Les Yanomami occupent la Fondation nationale de la santé

5 Décembre 2005

Enfant yanomami
Enfant yanomami
©Claudia Andujar/Survival

Les 23 et 28 novembre derniers, les Yanomami
ont occupé les locaux de la Fondation nationale de la santé (FUNASA) à
Boa Vista pour demander la reprise du programme de santé dans les
communautés yanomami. L'assistance sanitaire est paralysée depuis
plusieurs semaines, la FUNASA ayant cessé de rétribuer le personnel
médical et plus aucune équipe médicale ou médicaments ne sont envoyés
dans la région. Dário Vitório, porte-parole yanomami, a déclaré :
‘La malaria, la dysenterie et d'autres maladies regagnent du terrain.
Nous en sommes très affectés'.

Dans la région de Toototobi, la CCPY (Commission Pro-Yanomami) rapporte
que dans la seule période du 15 au 22 novembre, 40 cas de malaria ont
été détectés.
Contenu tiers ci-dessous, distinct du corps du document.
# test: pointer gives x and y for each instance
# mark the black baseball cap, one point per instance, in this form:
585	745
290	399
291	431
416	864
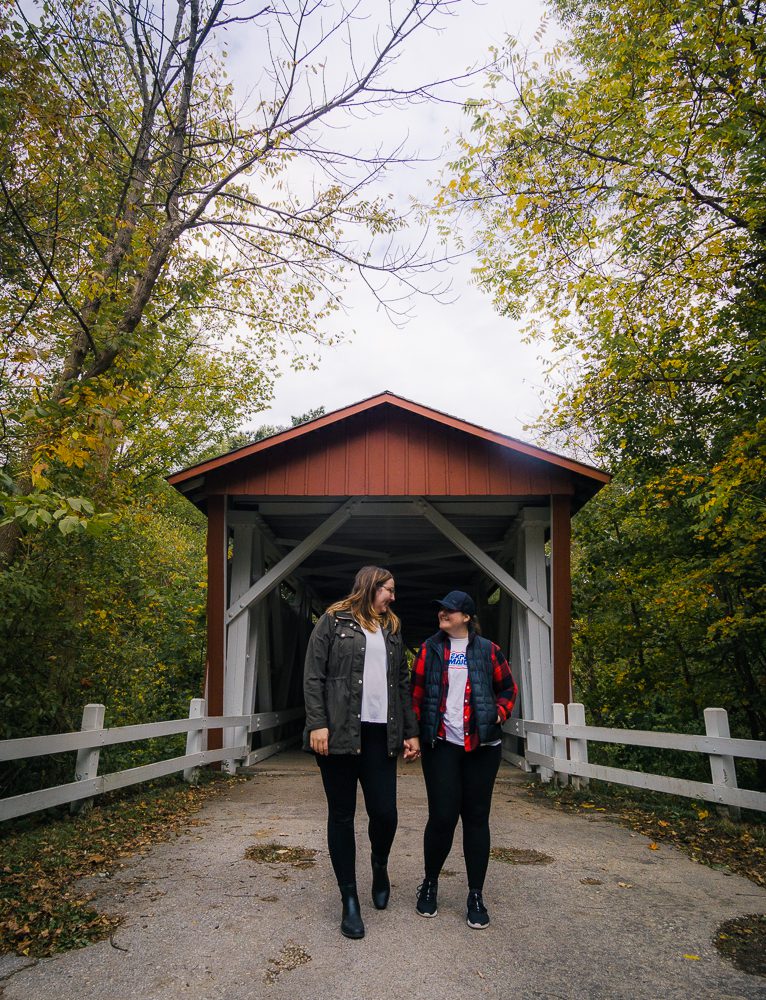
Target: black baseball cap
458	600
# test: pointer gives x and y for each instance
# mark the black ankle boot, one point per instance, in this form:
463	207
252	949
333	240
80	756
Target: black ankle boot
351	924
381	886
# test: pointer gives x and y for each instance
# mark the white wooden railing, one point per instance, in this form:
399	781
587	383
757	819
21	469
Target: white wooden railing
92	738
716	743
567	738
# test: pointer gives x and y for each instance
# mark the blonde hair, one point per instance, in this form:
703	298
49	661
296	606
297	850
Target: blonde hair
360	601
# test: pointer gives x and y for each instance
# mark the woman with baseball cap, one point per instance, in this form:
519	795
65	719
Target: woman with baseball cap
462	692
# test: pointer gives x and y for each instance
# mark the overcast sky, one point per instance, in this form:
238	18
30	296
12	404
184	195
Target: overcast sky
459	357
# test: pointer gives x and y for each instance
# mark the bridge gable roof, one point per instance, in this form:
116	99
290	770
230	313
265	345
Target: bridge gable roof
390	446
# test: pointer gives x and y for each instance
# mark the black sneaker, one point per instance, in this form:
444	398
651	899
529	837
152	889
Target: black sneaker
426	905
476	915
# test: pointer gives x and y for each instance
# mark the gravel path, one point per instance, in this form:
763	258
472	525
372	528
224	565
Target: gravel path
605	918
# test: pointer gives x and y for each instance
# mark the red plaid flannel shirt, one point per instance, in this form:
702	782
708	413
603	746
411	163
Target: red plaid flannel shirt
502	681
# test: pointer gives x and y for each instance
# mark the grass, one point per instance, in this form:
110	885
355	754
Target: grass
698	830
42	911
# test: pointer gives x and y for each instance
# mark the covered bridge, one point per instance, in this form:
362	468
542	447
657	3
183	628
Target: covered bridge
442	503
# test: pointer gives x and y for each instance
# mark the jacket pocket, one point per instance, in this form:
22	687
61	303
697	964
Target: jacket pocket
337	702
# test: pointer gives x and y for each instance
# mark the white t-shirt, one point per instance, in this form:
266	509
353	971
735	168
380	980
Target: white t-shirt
454	716
374	690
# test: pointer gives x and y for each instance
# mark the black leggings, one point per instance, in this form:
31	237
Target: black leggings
376	772
459	783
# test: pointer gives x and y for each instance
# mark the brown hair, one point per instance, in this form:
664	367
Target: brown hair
359	602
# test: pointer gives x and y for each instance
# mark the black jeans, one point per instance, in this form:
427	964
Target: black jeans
376	772
459	783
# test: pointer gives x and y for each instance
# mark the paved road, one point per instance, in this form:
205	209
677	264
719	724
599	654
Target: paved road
606	918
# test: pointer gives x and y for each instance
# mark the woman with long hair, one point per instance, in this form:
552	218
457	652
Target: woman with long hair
462	692
359	718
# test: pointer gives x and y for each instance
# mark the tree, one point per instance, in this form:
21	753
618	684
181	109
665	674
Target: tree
147	214
618	191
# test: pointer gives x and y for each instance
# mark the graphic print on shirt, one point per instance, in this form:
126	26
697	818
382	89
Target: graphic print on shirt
454	716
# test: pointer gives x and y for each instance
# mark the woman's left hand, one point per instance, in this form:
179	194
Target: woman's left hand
412	748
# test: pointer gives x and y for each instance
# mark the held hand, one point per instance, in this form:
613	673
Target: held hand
319	741
412	748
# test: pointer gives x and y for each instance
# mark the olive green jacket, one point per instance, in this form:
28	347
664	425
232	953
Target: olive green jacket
332	685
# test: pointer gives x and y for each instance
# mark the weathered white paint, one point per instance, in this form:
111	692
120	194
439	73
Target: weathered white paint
722	769
488	565
559	742
534	637
578	743
86	765
293	559
237	661
195	740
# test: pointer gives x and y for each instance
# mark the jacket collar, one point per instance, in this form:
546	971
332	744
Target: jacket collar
348	619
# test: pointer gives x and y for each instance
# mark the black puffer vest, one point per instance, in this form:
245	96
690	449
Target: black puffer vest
480	671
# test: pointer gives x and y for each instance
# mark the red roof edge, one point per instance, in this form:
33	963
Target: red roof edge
390	398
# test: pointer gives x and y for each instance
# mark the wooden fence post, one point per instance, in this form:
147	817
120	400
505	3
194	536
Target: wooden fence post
559	744
578	748
195	738
722	768
86	765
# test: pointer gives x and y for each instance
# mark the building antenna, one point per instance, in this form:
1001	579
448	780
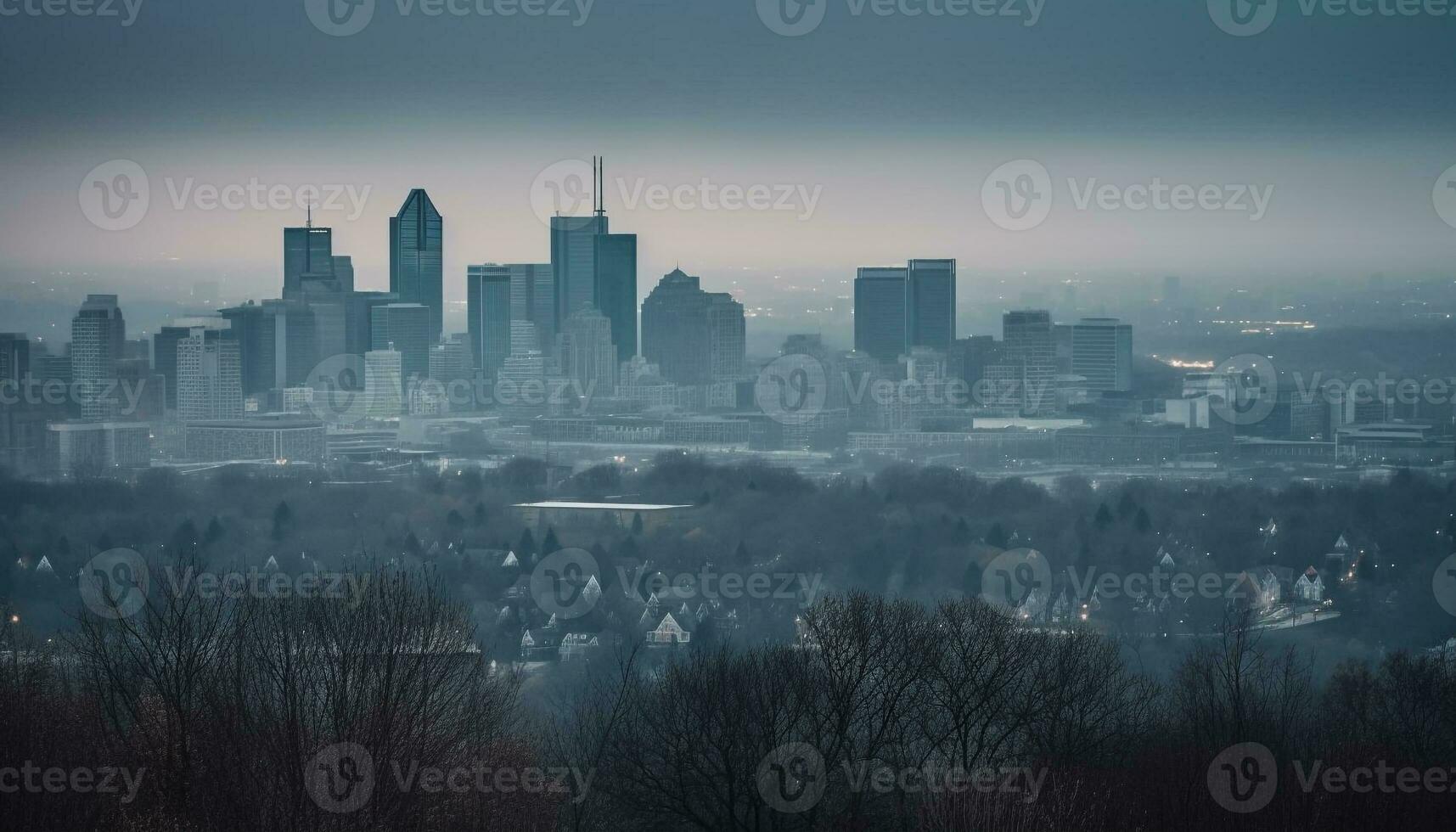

Dans l'Etat d'Amazonas, près de 5 000 Yanomami  ne
reçoivent aucun soins médicaux et selon l'ONG SECOYA, plus de 700 cas
de malaria ont été recensés parmi les Yanomami vivant le long des
rivières Marauiá et Padauiri.

Dans une lettre ouverte, Davi Kopenawa, président de l'organisation
yanomami Hutukara, a déclaré : ‘Nous, Yanomami, sommes vraiment très
préoccupés car les xawara (les maladies contagieuses) ne quitteront pas
nos forêts. Nous ne voulons pas tous mourir à nouveau à cause des
xawara. Penser à cela nous inquiète et nous attriste. Les employés de
la FUNASA ne veulent plus envoyer d'argent pour les Yanomami comme ils
devraient le faire. Ils ne ne financent la santé que dans les villes.
Ils ne nous aident pas à acheter des médicaments. À cause de cela,
plusieurs de nos enfants sont morts. Il n'y a pas de médicament sur
notre territoire, et les xawara progressent dangereusement dans nos
communautés'.

Lors d'une réunion extraordinaire du Conseil du district yanomami et
ye'kuana, le 1er décembre dernier à Boa vista, des représentants
indigènes ont déclaré : ‘Jamais, dans toute l'histoire de la santé
indigène, nous n'avons connu autant de souffrances dues à la totale
négligence du gouvernement et des autorités sanitaires'.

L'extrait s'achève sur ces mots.